Sunday, May 05, 2013

déjà vu

Baz Luhrman's new version of F. Scott Fitzgerald’s "The Great Gatsby" runs 142 minutes.

Jack Clayton's 1974 filmization of the same material runs 144 minutes.



Baz Luhrman's "Gatsby" is breathlessly being ushered to the screen as a Big Event, replete with 3-D and gorgeous Leo as Jay Gatz.

Jack Clayton's "Gatsby," I hasten to note, was an even  bigger deal nearly 40 years ago, replete with a Francis Ford Coppola script and beautiful couple Robert Redford and Mia Farrow in the leads. Even more gorgeous.

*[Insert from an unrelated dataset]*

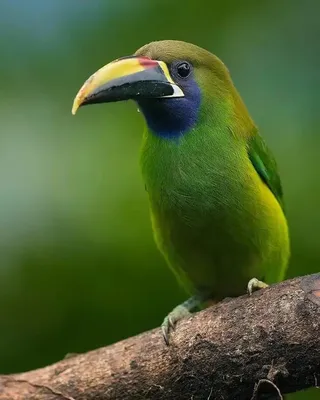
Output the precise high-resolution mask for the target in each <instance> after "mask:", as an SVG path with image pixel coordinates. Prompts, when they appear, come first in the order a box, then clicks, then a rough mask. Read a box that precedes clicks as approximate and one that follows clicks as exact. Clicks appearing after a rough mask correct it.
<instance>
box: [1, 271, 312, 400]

Fact is, Clayton's "Gatsby" was the first to be sold as a modern movie event, predating "Jaws" by one year and the “Star Wars” assault by three years. (The Spielberg and Lucas films would simply up the ante.)
Time magazine devoted a 1974 cover story on the over-the-top hype that preceded and accompanied the opening of Clayton's film, and Farrow, as Daisy, graced the cover of the very first edition of People magazine.

This was all part of the overwhelming “Gatsby” marketing blitz which not only distracted from the many merits of the movie but also brought out the venom of critics - hence, the glib Canby dismissal ("as lifeless as a body that's been too long at the bottom of a swimming pool") that's been invoked in seemingly every New York Times article promoting the new version.  Me?  I rather like and admire the Coppola-Cayton version.

He says defiantly.

Back in '74, Robert Evans, the marketing Svengali behind Clayton's film, was quoted in the Time piece saying, "The making of a blockbuster is the newest art form of the 20th century."  Being interviewed for the new version of "Gatsby," Evans steps back, warning about about the temptation to “overcommercialize and overpublicize” the Fitzgerald source material

And he's correct but that's certainly what he did 40-plus years ago.

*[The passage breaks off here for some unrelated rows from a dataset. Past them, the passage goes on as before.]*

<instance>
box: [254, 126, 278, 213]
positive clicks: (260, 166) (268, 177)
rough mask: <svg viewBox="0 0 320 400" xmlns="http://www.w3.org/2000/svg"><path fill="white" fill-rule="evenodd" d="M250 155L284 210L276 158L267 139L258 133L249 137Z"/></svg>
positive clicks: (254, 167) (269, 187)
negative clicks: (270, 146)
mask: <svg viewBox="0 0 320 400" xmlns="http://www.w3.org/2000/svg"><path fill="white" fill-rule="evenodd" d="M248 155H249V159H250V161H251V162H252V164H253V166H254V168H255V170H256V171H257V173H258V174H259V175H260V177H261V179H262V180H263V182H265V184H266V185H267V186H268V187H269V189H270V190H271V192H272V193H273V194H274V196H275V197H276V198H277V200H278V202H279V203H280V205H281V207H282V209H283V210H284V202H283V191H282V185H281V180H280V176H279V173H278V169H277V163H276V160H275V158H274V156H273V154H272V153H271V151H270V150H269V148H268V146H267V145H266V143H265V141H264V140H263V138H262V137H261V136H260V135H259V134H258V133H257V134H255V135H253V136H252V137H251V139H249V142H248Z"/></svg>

So, the only real point of Luhrman's remake is that very little has changed in the movie industry. Except for its  taste in music.

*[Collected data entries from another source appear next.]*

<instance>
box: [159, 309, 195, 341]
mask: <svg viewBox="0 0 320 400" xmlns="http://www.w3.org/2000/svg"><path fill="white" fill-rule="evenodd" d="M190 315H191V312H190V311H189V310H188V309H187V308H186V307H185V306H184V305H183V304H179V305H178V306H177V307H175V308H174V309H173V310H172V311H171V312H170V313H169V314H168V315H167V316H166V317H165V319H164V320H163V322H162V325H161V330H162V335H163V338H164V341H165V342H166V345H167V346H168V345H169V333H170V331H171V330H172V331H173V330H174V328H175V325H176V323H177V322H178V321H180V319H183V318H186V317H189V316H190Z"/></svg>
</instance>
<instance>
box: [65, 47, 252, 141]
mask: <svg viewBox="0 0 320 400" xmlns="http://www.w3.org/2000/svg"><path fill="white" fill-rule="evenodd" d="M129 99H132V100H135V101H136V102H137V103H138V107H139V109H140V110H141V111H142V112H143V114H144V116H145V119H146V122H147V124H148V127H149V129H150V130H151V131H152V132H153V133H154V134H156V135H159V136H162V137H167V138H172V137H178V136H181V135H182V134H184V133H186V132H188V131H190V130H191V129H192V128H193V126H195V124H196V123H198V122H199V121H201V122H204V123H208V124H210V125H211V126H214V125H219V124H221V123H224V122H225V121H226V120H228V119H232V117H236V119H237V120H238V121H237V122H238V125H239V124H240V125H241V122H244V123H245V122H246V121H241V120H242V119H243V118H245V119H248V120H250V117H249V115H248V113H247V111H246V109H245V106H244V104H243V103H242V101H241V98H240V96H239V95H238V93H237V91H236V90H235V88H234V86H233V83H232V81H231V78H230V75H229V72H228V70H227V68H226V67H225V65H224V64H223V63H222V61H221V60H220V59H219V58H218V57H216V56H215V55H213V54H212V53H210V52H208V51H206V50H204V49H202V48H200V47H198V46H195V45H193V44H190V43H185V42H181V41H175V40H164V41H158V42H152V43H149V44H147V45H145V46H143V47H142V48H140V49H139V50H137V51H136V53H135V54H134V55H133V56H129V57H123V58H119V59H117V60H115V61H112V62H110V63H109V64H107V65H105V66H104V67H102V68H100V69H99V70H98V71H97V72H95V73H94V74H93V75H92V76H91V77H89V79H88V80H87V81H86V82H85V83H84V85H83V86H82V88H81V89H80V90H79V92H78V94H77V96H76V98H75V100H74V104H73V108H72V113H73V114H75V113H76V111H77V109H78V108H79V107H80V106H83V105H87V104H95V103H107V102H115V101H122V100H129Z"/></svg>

For his version, Luhrman elected to, well, baz things up by bringing in Shawn 'Jay Z' Carter to add some anachronistic background songs.

Clayton?  He had the actor William Atherton croon Irving Berlin's wrenching "What'll I Do?" over the main credits.  Much preferable.


Mary said...

Redford is stunning as Gatsby. So is his film.

Tony said...

I saw the Redford-Farrow film only recently and really surprised me. In a good way.

Nathan Ware said...

I disagree with critics all the time because they all seem to paint with the same brush. It's rare to read a contrarian review anymore. (Pauline Kael, we miss you!) So I wasn't surprised by how much I liked the Redfordd "Gatsby." Can't understand the animosity leveled at it, except (as you infer)the hype overshadowed the reviews, causing resentment.

Yin said...

Count me in as one of the few people who have one of the few people who “resisted” the decades-long attack on Jack Clayton's "Great Gatsby." I think it's exquisite.

wwolfe said...

I wish the current Gatsby would lead to the discovery and re-release of the 1926 silent version starring Warner Baxter. According to IMDb, it's a lost movie, sadly. I can still recall Stanley Kaufman's reference to it in his review of "Wall Street, however, and I've wanted to see it ever since. At a modest 80 minutes, and sans both color and sound, it would, if nothing else, be much less of an assault on one's senses than Baz's version must surely be. (I also think Baxter would look more right for the part than either Redford or Leo. I just can't believe either was ever Jay Gatz.)